The available data were from studies investigating 50 or 25 mg/kg ZMapp in an EVD model in rhesus monkeys (NHP). ZMapp was administered intravenously twice or three times at a three-day interval. There was no clear difference in the survival rate between the 50 or 25 mg/kg dose levels or between the two or three administrations. Thus the data were not sufficient to identify the minimal effective dose.

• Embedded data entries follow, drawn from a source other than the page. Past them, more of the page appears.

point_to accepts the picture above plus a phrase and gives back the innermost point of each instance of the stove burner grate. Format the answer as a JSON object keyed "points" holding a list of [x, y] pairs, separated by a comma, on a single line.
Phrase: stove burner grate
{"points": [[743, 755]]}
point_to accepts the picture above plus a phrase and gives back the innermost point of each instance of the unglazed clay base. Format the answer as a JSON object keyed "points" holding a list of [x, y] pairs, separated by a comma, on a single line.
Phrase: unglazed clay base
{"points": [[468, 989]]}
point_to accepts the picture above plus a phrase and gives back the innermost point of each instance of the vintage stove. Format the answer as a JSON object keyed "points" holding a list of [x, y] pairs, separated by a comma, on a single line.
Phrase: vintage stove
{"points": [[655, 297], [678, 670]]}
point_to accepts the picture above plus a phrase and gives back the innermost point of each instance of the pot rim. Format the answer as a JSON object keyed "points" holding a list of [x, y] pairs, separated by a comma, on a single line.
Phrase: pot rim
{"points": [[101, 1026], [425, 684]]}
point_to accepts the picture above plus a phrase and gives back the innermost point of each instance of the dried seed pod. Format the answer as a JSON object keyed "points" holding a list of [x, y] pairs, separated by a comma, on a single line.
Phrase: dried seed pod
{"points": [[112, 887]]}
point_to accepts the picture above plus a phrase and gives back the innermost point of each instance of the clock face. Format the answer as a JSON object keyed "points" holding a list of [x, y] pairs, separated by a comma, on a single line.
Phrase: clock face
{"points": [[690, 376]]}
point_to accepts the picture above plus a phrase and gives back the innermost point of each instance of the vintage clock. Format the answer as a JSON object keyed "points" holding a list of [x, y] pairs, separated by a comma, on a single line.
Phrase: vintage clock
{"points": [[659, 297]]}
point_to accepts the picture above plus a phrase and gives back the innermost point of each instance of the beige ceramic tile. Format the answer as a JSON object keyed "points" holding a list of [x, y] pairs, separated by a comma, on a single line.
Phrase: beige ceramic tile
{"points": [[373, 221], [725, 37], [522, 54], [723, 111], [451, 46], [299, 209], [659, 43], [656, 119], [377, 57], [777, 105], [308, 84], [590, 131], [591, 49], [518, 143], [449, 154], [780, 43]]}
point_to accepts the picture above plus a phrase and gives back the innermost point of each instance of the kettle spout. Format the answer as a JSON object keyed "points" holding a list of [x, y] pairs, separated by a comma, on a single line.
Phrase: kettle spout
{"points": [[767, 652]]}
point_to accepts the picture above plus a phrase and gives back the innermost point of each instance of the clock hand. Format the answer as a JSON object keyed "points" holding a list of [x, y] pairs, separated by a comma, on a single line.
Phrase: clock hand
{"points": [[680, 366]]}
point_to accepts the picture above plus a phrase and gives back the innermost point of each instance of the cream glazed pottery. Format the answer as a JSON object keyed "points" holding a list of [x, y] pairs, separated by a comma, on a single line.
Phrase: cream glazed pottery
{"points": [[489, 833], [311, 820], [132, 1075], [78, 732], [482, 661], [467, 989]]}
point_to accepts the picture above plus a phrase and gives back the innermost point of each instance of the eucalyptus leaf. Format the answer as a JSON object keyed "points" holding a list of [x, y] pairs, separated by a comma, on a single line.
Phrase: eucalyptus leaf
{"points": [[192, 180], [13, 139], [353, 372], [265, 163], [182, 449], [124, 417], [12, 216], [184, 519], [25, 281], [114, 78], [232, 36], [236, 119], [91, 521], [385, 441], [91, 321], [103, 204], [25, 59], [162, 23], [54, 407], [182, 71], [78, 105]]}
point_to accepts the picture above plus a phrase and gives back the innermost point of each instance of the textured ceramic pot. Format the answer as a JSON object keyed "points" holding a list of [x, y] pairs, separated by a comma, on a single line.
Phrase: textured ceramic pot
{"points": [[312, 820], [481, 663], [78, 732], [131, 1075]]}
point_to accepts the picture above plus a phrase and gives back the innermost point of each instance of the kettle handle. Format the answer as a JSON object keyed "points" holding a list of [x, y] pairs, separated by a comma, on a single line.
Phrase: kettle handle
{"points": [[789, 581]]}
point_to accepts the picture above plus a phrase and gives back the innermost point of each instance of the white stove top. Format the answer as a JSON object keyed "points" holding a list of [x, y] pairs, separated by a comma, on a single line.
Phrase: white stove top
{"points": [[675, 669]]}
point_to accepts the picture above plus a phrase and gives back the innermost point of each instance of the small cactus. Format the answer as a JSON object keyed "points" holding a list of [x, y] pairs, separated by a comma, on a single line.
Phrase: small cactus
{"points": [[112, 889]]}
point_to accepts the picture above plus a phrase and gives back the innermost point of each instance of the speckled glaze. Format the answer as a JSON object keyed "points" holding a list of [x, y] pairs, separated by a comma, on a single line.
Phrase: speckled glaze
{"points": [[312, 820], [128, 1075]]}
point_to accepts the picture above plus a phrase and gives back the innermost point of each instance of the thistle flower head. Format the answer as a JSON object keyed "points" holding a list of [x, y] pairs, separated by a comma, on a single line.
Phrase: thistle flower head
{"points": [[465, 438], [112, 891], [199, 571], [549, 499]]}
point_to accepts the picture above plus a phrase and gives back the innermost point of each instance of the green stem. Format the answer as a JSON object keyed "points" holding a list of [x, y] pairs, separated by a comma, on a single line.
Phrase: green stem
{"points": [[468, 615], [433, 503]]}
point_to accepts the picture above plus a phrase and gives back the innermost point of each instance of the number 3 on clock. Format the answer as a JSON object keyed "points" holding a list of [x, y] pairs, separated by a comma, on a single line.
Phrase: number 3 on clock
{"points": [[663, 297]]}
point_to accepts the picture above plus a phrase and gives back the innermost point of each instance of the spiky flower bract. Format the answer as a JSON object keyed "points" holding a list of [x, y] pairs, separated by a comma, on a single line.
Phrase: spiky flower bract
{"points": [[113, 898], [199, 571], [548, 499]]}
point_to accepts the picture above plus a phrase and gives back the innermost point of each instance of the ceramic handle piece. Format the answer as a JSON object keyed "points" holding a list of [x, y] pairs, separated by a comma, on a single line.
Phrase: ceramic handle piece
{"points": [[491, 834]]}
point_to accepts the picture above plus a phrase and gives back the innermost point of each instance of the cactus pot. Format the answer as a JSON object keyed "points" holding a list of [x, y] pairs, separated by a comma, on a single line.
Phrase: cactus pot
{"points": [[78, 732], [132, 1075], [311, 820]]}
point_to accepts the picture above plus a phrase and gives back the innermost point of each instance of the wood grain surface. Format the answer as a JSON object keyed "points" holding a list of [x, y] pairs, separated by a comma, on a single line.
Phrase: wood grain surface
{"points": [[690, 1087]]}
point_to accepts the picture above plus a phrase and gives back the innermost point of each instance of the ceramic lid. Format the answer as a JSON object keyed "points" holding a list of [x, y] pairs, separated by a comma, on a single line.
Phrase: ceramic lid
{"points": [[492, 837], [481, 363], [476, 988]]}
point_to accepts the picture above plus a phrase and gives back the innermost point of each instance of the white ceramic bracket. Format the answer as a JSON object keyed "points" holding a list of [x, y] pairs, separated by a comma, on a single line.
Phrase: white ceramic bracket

In the absence of any PD data that could inform the dose selection, PK considerations were used to rationalize a dose selection. From a rat GLP toxicology study in non-infected animals a population PK model was built and scaled to humans using established allometric scaling parameters for mAbs. PK simulations of different scenarios showed that the 3x50 mg/kg dosing led to a consecutive increase in cmax at each of the administration. In a successful therapy the viral load will have an inverse trend with the highest load at the first dose. Thus accumulation of drug would be unnecessary. An alternative dose regimen was proposed with 50 mg/kg at day one and 25 mg/kg at days four and seven. The alternative dose regimen had the advantage of maintaining a comparable exposure over the 14 days period, critical for the survival of the animals, while saving 1/3 of the drug material meaning that 30% more patients could be treated.

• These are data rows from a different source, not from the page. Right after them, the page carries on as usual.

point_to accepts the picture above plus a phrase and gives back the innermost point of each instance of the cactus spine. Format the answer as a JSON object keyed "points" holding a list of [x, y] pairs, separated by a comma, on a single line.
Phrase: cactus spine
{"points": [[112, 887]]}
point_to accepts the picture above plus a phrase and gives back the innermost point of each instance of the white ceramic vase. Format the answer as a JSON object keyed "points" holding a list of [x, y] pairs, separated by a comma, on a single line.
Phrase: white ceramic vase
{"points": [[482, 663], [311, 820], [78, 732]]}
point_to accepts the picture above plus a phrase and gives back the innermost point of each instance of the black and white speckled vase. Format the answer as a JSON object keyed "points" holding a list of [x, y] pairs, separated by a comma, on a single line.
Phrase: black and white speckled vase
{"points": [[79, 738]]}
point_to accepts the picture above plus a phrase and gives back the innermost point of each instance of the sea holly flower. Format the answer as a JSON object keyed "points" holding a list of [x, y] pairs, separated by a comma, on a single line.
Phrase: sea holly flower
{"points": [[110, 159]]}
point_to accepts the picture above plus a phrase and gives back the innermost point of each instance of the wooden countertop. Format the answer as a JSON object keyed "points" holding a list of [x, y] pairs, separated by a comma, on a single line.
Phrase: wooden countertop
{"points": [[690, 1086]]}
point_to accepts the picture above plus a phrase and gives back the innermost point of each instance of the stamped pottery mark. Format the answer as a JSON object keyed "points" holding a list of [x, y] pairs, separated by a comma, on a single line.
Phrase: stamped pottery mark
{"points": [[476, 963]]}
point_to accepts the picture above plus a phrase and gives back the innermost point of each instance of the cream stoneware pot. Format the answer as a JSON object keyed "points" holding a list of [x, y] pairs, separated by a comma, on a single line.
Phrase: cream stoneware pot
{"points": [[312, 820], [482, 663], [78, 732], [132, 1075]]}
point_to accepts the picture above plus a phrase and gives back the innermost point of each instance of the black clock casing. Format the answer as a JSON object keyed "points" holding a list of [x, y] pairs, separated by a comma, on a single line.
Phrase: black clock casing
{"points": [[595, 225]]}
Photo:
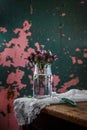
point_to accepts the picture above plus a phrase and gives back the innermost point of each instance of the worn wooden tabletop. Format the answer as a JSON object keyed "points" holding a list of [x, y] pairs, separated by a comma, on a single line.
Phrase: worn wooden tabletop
{"points": [[77, 115]]}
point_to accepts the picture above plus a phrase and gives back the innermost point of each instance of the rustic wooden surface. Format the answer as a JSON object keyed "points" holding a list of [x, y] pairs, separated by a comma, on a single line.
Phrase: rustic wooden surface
{"points": [[77, 115]]}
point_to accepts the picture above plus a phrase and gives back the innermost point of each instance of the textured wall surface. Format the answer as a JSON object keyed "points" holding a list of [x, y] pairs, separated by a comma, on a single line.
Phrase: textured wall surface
{"points": [[26, 25]]}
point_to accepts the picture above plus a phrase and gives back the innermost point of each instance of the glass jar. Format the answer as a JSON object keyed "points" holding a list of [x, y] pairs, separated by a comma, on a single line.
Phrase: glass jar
{"points": [[42, 81]]}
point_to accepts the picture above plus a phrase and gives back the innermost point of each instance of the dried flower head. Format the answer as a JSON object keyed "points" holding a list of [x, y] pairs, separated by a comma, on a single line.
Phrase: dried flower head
{"points": [[42, 57]]}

The ongoing study in patients with EBV will provide the PK of ZMapp in infected humans validating the scaling and provide the data if ZMapp PK is altered through binding to the virus. In addition, a new NHP study was proposed to investigate doses of 1 or 10 mg/kg given once or thee times at days one or days one, four and seven to identify a minimal effective dosing that can help to support a lowering of the second and third dose in patients from 50 to 25 mg/kg.